The Pasadena Star News, March 25, 2014
Two agencies working across county lines to transform sewage waste and green waste into a marketable product were awarded the “environmental champion” award Monday from the U.S. Environmental Protection Agency.
The Los Angeles County Sanitation Districts, based in north Whittier, and the Inland Empire Utilities Agency, a Chino-based municipal water agency, received recognition for a joint recycling project that has recycled more than 1 million tons of green waste and biosolids and produced more than 1 million cubic yards of compost since 2007, according to the EPA’s Pacific Southwest Division.
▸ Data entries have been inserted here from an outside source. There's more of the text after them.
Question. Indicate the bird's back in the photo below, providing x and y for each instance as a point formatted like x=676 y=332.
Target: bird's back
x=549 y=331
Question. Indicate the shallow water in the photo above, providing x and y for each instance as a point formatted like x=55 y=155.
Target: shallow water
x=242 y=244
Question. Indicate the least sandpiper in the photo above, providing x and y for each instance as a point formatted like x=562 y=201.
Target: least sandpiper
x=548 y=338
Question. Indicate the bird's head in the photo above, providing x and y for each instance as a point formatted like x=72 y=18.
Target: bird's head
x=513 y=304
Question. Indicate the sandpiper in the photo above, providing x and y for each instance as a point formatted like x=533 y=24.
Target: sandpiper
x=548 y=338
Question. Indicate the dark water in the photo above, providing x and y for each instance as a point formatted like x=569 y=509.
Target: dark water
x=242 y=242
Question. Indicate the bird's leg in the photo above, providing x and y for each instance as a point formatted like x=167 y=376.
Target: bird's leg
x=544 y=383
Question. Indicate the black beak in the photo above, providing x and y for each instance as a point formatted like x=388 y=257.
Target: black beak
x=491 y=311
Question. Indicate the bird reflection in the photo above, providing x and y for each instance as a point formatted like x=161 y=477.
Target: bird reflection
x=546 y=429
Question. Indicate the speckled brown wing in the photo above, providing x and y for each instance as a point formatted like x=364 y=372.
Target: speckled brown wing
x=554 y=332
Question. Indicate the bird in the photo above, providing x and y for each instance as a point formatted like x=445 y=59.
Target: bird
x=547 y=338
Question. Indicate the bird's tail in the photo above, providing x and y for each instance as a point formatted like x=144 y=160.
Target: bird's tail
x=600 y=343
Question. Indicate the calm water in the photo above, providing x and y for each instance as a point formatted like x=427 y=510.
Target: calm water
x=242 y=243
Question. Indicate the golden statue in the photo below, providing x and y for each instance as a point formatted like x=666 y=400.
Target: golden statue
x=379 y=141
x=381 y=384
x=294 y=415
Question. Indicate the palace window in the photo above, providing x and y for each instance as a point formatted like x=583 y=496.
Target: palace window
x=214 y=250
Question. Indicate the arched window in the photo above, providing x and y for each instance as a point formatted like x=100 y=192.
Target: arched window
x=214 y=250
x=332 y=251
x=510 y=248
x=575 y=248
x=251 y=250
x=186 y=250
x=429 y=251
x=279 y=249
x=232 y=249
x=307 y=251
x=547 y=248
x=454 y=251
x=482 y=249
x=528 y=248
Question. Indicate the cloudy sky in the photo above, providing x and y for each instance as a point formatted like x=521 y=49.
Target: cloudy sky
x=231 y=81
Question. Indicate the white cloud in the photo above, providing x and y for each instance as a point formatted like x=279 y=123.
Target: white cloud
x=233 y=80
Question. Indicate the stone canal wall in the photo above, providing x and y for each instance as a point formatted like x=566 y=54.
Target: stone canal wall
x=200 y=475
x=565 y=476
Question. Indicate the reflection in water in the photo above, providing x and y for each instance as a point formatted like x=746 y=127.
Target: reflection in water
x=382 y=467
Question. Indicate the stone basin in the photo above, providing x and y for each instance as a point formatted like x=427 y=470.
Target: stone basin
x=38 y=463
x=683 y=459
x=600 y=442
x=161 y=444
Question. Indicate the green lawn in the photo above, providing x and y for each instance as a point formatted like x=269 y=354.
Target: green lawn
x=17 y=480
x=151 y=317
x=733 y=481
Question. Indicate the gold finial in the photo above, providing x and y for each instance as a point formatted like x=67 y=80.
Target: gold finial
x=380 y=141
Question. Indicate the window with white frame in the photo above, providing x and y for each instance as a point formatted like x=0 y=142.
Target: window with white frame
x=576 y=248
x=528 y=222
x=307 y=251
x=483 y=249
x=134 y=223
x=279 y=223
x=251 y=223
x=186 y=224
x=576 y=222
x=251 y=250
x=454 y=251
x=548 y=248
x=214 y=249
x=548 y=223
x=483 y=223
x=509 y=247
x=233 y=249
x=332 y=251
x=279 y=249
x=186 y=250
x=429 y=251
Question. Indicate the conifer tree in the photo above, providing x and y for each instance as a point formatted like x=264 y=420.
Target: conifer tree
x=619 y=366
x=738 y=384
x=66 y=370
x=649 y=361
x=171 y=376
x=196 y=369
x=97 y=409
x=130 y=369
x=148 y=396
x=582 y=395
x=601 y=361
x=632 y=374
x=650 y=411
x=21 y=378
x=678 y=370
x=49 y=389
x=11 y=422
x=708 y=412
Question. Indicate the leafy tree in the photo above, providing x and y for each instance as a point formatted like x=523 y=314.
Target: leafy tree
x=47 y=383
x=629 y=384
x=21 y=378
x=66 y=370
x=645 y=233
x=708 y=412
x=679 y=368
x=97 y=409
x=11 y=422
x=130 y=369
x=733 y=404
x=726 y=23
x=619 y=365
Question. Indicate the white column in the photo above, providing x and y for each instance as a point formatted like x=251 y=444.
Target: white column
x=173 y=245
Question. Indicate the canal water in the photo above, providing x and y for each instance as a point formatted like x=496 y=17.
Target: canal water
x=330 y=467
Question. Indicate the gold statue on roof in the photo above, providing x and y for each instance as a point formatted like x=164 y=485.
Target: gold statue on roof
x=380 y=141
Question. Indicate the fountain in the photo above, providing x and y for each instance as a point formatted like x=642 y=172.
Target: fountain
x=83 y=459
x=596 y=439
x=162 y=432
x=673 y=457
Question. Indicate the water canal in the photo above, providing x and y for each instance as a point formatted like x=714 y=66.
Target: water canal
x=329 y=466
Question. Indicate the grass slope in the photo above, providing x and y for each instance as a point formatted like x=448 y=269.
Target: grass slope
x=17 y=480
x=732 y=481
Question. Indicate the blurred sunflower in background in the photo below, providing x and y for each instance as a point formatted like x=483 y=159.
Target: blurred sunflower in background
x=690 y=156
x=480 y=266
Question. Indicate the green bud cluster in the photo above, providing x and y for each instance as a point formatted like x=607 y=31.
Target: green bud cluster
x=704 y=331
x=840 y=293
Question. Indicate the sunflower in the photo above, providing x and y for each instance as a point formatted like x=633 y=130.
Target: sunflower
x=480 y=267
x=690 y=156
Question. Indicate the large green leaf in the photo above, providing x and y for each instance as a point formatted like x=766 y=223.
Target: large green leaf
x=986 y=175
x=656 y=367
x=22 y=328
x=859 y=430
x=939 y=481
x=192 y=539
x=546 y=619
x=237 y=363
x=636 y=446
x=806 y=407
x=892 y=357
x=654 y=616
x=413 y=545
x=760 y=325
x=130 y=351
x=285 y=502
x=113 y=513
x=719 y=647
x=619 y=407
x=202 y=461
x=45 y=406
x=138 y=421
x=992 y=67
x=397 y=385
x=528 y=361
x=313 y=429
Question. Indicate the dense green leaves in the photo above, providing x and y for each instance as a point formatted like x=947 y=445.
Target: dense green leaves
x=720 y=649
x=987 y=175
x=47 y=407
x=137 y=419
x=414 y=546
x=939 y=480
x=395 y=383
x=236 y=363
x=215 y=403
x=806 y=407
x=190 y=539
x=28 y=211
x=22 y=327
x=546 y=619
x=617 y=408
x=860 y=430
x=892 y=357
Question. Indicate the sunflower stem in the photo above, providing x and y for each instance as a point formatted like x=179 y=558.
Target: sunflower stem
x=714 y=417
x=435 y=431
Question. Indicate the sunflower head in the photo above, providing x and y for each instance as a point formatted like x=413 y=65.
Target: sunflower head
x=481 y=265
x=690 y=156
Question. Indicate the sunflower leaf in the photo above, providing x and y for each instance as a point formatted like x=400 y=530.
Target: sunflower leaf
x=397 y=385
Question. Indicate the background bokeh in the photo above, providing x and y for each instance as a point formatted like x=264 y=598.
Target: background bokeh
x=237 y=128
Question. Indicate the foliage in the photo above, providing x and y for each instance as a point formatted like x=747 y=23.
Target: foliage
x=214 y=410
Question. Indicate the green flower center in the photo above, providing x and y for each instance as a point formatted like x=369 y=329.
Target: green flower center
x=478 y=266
Under the Inland Empire Regional Composting Authority, the two agencies set up a recycling plant in Rancho Cucamonga near the Fontana border that took in leftover waste from waste-water recycling in Los Angeles County and food, yard waste and wood waste from the Inland Empire.
The plant produces a “commercially-valuable compost material,” according to the EPA.
All recycling is done under strict air quality regulations. The IERCA has been able to capture ammonia and volatile organic compound emissions before they are released into the air and form smog, according to the EPA. These emissions also make up particulates or PM-10, a more recent form of air pollution
found to cause heart disease and premature deaths.
“The Inland Empire Regional Composting Authority is honored to receive the EPA Environmental Award for its landmark composting project in Southern California,” said Jon Blickenstaff, a former La Verne mayor and the current IERCA board chairman.
The award was handed out at the Solid Waste Association of North America’s Zero Waste Conference in Monterey.